In order to get to the grotto though, a team of elderly people, including Hochman, her husband, two uncles and a younger sister, will have to descend 23 feet down a metal conduit, ranging in diameter from five to two feet, and crawl 90 feet on their hands and knees through mud.
There’s the risk of falling, injured bones and hypothermia in an environment that hovers around 50 degrees with 50 percent humidity. No surprise then, that Kamler submitted a 14-page long medication request to LIJ, which is providing the expedition with medical supplies such as cardiac and respiratory drugs, monitors, defibrillators and intravenous fluids.
Of course, there’s also the mental trauma, just as influential on the mission as physical strain. Granis Stewart, an explorer and Emergency Room nurse at Massachusetts General Hospital, will be the “ear” for survivors who wish to talk about their past and the new memories triggered by a return to the cave.
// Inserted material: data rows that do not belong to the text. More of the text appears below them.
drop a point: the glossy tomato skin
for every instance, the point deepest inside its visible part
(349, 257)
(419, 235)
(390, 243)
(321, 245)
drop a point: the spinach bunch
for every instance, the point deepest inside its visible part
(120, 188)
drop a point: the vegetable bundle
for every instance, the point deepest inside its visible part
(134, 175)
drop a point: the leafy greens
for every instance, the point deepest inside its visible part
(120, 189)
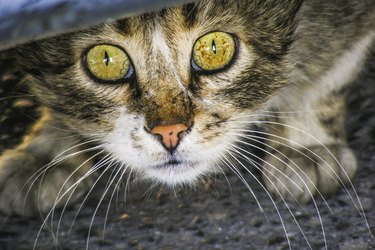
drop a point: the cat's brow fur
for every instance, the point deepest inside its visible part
(293, 61)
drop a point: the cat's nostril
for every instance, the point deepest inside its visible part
(169, 134)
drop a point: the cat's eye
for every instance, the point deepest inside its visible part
(213, 51)
(108, 63)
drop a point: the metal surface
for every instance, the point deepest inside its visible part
(25, 20)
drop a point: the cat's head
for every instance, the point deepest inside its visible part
(169, 93)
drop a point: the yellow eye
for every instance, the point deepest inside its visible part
(214, 51)
(108, 63)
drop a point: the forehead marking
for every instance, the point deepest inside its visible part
(159, 44)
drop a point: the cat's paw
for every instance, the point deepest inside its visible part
(301, 173)
(27, 190)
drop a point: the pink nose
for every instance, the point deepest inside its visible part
(169, 134)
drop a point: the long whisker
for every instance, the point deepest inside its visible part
(124, 169)
(251, 137)
(102, 163)
(97, 207)
(259, 167)
(76, 184)
(359, 207)
(239, 175)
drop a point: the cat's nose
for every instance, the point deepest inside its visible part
(170, 134)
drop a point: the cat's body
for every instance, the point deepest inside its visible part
(170, 120)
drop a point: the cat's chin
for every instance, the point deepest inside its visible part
(175, 173)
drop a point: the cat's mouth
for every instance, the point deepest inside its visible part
(172, 163)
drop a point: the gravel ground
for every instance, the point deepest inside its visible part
(222, 214)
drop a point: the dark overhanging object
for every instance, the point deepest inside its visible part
(25, 20)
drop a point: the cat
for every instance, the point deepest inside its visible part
(178, 95)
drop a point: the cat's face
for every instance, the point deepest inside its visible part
(210, 66)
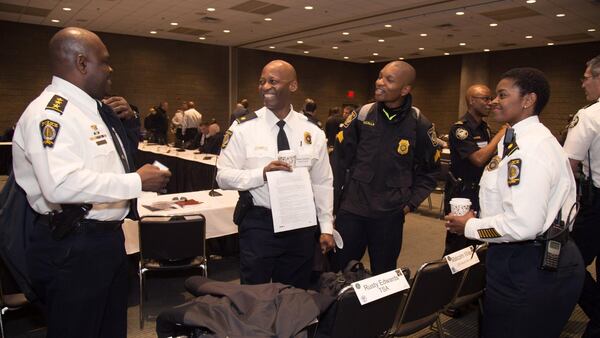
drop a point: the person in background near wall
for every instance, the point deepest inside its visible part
(583, 148)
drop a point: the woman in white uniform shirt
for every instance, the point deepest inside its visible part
(521, 192)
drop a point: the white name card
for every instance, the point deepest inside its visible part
(377, 287)
(462, 259)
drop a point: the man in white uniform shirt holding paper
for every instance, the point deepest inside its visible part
(249, 151)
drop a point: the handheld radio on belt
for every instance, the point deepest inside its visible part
(554, 238)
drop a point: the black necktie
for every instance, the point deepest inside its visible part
(282, 143)
(114, 125)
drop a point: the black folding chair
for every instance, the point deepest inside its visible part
(170, 243)
(431, 291)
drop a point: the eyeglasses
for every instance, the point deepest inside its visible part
(585, 78)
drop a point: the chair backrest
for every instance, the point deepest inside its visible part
(369, 320)
(172, 238)
(431, 290)
(473, 283)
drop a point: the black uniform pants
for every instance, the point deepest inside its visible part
(522, 300)
(81, 281)
(586, 233)
(383, 237)
(265, 256)
(455, 242)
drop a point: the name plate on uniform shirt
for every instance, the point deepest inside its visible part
(462, 259)
(377, 287)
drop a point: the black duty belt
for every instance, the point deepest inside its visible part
(86, 226)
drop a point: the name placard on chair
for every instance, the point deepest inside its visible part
(380, 286)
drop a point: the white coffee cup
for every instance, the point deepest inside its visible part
(287, 156)
(460, 206)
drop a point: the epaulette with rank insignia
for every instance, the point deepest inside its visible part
(57, 103)
(246, 118)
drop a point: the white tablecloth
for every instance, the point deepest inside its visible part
(190, 155)
(218, 212)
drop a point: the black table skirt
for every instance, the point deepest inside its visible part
(186, 175)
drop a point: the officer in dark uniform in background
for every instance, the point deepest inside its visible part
(309, 110)
(385, 164)
(470, 151)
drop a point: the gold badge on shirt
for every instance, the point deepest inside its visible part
(49, 130)
(226, 138)
(514, 172)
(493, 165)
(403, 146)
(461, 133)
(307, 138)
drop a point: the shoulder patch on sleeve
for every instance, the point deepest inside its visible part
(514, 172)
(574, 121)
(49, 130)
(350, 118)
(226, 138)
(461, 133)
(57, 103)
(488, 233)
(246, 118)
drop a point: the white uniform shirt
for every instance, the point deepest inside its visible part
(584, 135)
(545, 185)
(253, 144)
(82, 166)
(191, 119)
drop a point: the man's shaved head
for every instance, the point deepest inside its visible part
(80, 57)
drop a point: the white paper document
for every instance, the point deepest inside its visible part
(292, 201)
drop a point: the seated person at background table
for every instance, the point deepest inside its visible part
(200, 137)
(471, 148)
(249, 151)
(526, 188)
(213, 140)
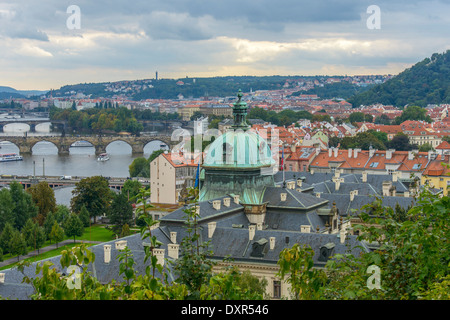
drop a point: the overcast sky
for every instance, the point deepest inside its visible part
(127, 40)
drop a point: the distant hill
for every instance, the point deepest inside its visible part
(7, 92)
(427, 82)
(342, 90)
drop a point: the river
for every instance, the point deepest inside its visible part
(81, 161)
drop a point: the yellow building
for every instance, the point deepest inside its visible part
(437, 174)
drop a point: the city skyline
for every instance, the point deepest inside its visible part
(46, 47)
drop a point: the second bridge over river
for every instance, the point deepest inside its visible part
(26, 144)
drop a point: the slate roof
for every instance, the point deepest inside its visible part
(294, 199)
(14, 289)
(235, 243)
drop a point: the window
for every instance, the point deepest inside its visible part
(277, 289)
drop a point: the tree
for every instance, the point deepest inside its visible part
(400, 142)
(27, 232)
(296, 264)
(24, 207)
(62, 212)
(94, 194)
(140, 167)
(56, 234)
(44, 198)
(73, 227)
(84, 217)
(425, 147)
(120, 213)
(6, 209)
(17, 245)
(413, 113)
(130, 189)
(5, 236)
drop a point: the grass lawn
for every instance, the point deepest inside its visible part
(94, 233)
(48, 254)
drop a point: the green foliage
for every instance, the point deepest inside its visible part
(362, 140)
(426, 82)
(6, 235)
(413, 113)
(94, 194)
(400, 142)
(73, 227)
(360, 117)
(17, 245)
(23, 205)
(44, 198)
(130, 189)
(120, 213)
(56, 234)
(6, 209)
(84, 217)
(296, 265)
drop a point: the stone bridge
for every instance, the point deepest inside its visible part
(26, 144)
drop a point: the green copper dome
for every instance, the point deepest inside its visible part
(238, 162)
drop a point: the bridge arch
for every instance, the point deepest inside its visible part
(16, 127)
(43, 141)
(8, 146)
(119, 141)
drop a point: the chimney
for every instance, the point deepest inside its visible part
(272, 243)
(386, 187)
(305, 228)
(159, 254)
(343, 234)
(337, 182)
(107, 253)
(395, 176)
(173, 237)
(216, 204)
(364, 177)
(173, 250)
(389, 154)
(120, 245)
(251, 231)
(211, 228)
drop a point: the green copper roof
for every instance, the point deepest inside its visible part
(239, 149)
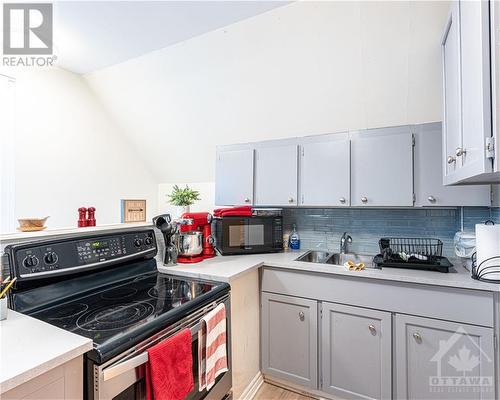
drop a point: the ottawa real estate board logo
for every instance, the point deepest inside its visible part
(27, 35)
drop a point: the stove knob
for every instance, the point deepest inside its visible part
(30, 261)
(50, 258)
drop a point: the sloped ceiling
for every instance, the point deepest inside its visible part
(90, 35)
(309, 67)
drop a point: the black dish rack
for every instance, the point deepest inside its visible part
(412, 253)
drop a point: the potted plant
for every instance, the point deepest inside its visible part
(183, 197)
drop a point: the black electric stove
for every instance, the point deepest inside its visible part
(117, 297)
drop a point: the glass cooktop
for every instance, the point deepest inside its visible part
(128, 311)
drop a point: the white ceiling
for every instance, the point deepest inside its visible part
(90, 35)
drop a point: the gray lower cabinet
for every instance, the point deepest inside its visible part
(443, 360)
(290, 338)
(356, 352)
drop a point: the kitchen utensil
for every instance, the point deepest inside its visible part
(486, 266)
(32, 224)
(195, 241)
(190, 244)
(352, 266)
(168, 229)
(91, 216)
(82, 217)
(427, 247)
(3, 308)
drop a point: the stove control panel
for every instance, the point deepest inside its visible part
(78, 253)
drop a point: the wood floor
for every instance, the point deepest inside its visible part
(271, 392)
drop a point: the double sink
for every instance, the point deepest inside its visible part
(325, 257)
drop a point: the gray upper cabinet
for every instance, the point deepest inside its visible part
(325, 170)
(290, 338)
(276, 171)
(428, 177)
(234, 176)
(382, 167)
(431, 353)
(452, 121)
(467, 95)
(356, 352)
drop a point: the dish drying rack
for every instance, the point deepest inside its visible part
(412, 253)
(426, 248)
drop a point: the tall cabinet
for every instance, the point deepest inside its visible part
(468, 56)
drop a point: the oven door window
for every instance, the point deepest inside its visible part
(137, 391)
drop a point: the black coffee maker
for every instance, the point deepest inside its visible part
(168, 228)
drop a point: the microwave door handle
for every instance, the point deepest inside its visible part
(134, 362)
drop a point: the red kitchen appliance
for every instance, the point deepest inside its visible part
(194, 240)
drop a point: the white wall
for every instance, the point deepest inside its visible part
(69, 153)
(305, 68)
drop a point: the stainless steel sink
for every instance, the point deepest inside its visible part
(324, 257)
(315, 256)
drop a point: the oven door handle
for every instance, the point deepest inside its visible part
(134, 362)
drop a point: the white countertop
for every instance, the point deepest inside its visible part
(46, 233)
(29, 348)
(228, 268)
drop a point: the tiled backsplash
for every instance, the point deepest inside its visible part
(322, 228)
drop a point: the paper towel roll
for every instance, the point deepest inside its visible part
(488, 245)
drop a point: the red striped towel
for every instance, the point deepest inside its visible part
(212, 354)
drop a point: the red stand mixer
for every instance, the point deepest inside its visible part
(194, 240)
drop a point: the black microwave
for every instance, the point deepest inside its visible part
(248, 235)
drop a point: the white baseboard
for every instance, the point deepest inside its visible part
(253, 387)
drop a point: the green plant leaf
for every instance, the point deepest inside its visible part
(183, 196)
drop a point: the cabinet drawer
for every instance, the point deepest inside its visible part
(356, 342)
(443, 360)
(289, 338)
(461, 305)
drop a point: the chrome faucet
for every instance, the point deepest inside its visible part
(345, 240)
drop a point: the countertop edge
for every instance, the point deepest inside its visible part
(40, 369)
(247, 266)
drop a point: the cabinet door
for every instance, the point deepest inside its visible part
(429, 188)
(356, 352)
(289, 338)
(443, 360)
(234, 177)
(476, 93)
(452, 120)
(324, 171)
(276, 175)
(382, 167)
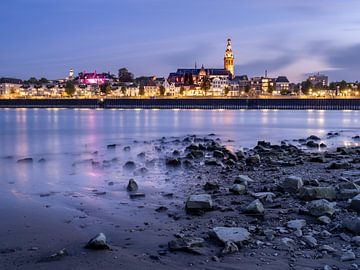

“We’re going to the cave so the world will know,” said Hochman, whose team will be accompanied by a film crew. Like her grandmother who published a book about life in Priest’s Grotto, Hochman would like her own grandchildren and great-grand children to know their family’s story.
For Nicola, who has traveled the world spelunking, this expedition is the culmination of 15 years of work topped off with a wealth of emotion as he is finally able to pass the Priest’s Grotto baton onto the Stermers, the cave’s rightful pioneers.
“One of the reasons I go caving is that adrenaline rush,” said Nicola, who, for many years explored underwater caves. “This doesn’t have that adrenaline rush. This is deeper inside, it’s a type of fulfillment for me - personal fulfillment.”